What if blessings are not a reward and woes are not a punishment? What if blessings and woes are not categories of two different kinds of people? What if there are aspects in each of our lives to which Jesus says, “Blessed are you?” What if there are aspects in each of our lives to which Jesus says, “Woe to you?” And what if both are said with a desire for our wholeness and intended for our healing?
The blessings and woes are not a conclusion made or a status given by Jesus. They are insights about our lives for us to consider, lenses through which to see ourselves and understand our lives.
Look at the poverty, hunger, and weeping in your life today. Look at the richness, fullness, and laughing in your life today. Listen to what others are saying about you.
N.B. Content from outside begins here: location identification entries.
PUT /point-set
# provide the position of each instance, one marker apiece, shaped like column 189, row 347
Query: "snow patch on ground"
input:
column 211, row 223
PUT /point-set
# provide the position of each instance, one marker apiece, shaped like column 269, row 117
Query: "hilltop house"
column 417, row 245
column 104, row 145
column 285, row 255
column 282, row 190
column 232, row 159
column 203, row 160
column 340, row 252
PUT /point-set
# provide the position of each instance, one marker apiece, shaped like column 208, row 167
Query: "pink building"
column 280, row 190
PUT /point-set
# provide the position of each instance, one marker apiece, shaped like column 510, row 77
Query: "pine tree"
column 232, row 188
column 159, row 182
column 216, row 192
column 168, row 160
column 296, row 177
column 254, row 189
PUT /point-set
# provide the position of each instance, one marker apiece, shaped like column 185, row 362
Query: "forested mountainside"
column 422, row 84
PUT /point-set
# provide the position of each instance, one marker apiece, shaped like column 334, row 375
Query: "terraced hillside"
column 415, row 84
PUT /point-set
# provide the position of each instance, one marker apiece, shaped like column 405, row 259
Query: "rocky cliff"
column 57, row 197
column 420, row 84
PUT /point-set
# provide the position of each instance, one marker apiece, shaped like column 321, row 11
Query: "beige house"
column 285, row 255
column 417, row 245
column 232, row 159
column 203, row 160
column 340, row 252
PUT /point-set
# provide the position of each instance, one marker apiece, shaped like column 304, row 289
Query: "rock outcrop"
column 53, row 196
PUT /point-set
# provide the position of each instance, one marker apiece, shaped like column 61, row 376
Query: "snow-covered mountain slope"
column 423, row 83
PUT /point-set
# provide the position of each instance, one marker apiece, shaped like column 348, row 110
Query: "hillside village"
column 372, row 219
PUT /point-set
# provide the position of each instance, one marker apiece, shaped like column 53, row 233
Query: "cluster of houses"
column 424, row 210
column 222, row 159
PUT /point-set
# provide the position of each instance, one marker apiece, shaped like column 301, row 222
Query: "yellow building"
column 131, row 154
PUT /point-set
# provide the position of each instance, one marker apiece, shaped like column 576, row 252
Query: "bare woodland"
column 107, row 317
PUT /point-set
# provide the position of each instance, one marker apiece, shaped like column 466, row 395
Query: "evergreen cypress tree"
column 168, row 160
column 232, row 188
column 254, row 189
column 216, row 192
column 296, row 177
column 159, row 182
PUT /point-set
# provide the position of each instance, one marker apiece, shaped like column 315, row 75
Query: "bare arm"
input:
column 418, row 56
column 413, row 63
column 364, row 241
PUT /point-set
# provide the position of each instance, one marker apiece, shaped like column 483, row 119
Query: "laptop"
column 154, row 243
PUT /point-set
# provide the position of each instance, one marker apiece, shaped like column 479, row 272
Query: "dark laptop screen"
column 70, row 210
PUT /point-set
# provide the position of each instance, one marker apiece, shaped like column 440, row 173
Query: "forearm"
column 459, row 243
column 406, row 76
The question isn’t, “Which one of those am I?” The question is, “In what ways are all of those a part of my life and what do they mean for me today?”
What are the blessings and woes telling or showing you? In what ways do they enlarge and enliven your life, and in what ways do they narrow and constrict your life? Do they align with and support the values you claim to hold and the life you want to live, or do they impede and contradict the life you want to live and the way you want to be? What are they asking of you? In what ways might they be energizing, obstructing, or redirecting your life? How are they affecting your relationships? What are they pointing to that needs your attention and work today?
The answers to those questions and a thousand others like them are insights that open our eyes and heart to a life of meaning and wholeness. They are insights that help us discern the life that wants to enter the world through us. But it takes more than insight. We also need courage to live a life of meaning in the world, and the endurance to do so in the face of opposition from others as well as ourselves. (See James Hollis, Living an Examined Life, 21-22)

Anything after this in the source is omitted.